Fuxi: O Rei Serpente da Cultura e da Divinação
O Consorte Divino
Fuxi, frequentemente retratado como irmão e marido de Nüwa, compartilha sua forma serpentina. Essa relação de irmão e cônjuge, embora incomum para as sensibilidades modernas, reflete os conceitos antigos chineses de unidade primordial e a necessidade de forças complementares para a criação. O Duli Yiwen 獨異志 (Dúyìzhì, Registros de Coisas Estranhas) da Dinastia Tang descreve como Fuxi e Nüwa, como os únicos dois humanos após uma grande inundação, debateram se deveriam se casar para repovoar a terra.

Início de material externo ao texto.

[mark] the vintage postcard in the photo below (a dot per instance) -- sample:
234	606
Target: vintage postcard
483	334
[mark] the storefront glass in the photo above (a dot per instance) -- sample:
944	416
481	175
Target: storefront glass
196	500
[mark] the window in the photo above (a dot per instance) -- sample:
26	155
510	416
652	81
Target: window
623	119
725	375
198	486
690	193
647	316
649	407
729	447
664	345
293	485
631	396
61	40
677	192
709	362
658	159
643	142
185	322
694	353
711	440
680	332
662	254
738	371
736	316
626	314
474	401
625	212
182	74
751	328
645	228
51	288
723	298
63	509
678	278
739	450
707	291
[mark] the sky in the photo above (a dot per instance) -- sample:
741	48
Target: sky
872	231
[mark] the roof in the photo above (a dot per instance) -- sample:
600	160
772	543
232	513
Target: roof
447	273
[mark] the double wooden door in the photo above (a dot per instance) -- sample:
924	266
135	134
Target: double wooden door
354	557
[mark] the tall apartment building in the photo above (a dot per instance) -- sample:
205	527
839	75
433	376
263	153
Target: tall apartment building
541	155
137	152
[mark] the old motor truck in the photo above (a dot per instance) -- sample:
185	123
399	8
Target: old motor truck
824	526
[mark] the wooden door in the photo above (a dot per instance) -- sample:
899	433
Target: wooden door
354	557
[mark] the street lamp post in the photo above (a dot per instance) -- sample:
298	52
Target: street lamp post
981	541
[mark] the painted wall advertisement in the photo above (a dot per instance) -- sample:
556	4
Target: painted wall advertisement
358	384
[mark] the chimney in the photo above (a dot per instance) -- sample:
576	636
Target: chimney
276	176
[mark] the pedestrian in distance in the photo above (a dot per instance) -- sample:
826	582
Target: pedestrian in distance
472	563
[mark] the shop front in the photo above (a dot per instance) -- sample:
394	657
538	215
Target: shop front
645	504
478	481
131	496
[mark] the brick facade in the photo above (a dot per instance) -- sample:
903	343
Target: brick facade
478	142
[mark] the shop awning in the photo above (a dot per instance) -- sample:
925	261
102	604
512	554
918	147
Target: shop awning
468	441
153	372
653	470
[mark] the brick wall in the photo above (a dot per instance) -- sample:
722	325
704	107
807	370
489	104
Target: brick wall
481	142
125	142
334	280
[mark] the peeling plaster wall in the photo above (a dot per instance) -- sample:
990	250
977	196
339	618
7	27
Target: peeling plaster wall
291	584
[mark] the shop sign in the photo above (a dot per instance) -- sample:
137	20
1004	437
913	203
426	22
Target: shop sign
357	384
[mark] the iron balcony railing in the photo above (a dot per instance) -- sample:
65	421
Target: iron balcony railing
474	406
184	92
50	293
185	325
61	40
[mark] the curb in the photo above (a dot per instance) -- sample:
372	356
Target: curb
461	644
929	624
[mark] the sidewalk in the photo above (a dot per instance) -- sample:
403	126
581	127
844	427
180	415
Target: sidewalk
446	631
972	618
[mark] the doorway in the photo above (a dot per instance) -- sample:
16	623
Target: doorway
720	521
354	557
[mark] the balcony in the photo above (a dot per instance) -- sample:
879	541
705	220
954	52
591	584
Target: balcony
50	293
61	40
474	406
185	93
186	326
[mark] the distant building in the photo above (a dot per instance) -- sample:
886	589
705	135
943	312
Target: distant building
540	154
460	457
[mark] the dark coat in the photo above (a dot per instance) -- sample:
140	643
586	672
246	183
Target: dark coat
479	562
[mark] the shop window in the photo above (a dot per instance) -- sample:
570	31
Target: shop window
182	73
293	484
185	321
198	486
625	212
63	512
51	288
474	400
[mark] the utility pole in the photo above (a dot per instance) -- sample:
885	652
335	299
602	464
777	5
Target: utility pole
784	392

Para buscar a aprovação divina, eles escalaram montanhas separadas e acenderam fogueiras. Quando a fumaça de ambas as fogueiras se entrelaçou, interpretaram isso como um consentimento celestial. No entanto, Nüwa sentiu-se envergonhada, então cobriu seu rosto com um leque—um gesto que se tornou a origem do véu de noiva nos costumes de casamento chineses.
Contribuições Culturais
Enquanto Nüwa representa poder criativo e restaurador, Fuxi incorpora civilização e ordem. O Shanhai Jing e outros textos o creditam com inúmeras inovações culturais:
- Os Oito Trigramas (bagua 八卦, bāguà): Fuxi observou padrões na natureza—os marcadores na carapaça de uma tartaruga, a disposição das estrelas e as trilhas de pássaros—e criou os oito trigramas que formam a base do Yijing 易經 (Yìjīng, Livro das Mutações) - Pesca e Caça: Ele ensinou os humanos a tecer redes para capturar peixes e caça - Domesticação de Animais: Ele mostrou às pessoas como criar gado - Música: Ele criou o se 瑟 (sè), um instrumento musical de cordas - Rituais de Casamento: Ele estabeleceu costumes adequados de casamento e estruturas familiaresA forma serpentina de Fuxi o conecta à sabedoria da terra e aos padrões cíclicos da natureza, tornando-o uma ideia fundamental na formação da civilização e da cultura.